Die Marge der Stromhändler ist im letzten Jahr massiv kleiner geworden, weil in Europa ein riesiger Stromüberschuss herrscht und folglich die Strompreise absackten. Der Stromüberschuss in den EU-Ländern liegt zwischen 15 und 25 Prozent, obwohl in Deutschland mehrere Atomkraftwerke abgeschaltet wurden. Die Szenerie ist grotesk: Während die Stromkonzerne in der Schweiz immer noch die Stromlücke an die Wand malen, tragen ihre Kraftwerke im Ausland zur europäischen Stromschwemme bei und drücken die eigenen Handelsmargen und Jahresgewinne.

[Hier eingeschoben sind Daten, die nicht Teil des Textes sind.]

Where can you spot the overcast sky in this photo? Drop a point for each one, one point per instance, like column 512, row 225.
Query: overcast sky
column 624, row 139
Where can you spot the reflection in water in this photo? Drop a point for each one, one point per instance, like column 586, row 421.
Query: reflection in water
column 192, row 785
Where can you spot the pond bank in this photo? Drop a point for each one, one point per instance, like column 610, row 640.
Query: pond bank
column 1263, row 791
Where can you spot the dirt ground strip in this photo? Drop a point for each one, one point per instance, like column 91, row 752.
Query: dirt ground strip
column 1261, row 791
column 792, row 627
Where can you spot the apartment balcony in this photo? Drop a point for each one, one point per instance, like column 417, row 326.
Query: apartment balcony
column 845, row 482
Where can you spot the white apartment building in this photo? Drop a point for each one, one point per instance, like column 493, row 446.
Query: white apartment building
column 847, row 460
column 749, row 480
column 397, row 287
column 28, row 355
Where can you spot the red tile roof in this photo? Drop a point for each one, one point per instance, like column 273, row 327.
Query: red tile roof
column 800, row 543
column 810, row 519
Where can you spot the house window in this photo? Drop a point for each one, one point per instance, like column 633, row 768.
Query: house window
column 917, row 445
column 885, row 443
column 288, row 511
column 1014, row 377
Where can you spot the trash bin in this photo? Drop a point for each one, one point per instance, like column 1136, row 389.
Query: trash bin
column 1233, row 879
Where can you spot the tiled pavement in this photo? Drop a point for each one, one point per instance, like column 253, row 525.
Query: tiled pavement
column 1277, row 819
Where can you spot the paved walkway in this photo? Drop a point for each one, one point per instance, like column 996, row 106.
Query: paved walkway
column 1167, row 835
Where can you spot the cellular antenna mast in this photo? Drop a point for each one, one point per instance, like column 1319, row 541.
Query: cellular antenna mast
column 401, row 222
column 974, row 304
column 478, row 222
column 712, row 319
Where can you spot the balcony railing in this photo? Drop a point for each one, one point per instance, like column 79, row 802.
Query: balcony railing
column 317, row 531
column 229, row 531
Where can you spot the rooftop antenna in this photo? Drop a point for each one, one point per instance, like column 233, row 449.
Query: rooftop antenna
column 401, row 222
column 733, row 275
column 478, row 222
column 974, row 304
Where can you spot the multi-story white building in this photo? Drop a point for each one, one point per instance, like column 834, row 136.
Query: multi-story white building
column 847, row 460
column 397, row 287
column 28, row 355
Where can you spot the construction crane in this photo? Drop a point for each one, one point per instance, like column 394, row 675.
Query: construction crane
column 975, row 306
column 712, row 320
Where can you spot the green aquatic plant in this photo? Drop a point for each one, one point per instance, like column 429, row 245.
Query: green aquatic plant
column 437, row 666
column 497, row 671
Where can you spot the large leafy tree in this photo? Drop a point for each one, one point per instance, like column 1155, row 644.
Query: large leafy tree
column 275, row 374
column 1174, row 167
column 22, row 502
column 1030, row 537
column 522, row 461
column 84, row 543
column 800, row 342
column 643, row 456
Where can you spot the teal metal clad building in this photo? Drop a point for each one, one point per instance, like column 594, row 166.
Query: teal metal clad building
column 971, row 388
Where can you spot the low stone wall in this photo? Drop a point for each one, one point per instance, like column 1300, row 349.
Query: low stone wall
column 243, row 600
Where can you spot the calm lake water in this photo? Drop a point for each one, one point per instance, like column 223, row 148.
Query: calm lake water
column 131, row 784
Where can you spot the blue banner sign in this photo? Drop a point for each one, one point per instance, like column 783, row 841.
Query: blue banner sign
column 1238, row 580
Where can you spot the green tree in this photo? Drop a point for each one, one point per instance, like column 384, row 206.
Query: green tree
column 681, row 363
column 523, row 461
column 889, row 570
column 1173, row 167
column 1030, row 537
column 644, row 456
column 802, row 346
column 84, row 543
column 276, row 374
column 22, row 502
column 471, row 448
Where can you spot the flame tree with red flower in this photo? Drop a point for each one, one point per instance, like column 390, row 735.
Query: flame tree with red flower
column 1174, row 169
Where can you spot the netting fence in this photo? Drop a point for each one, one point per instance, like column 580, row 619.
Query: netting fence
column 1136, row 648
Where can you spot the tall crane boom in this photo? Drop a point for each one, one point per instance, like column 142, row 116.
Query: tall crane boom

Gleichzeitig bremst auch die Finanzkrise den privaten und industriellen Stromkonsum. Aus energiepolitischer und ökologischer Sicht ist die Verminderung des Stromverbrauchs durchaus erwünscht. Für die Stromkonzerne hingegen bedeutet dies einen Umsatz- und Gewinneinbruch.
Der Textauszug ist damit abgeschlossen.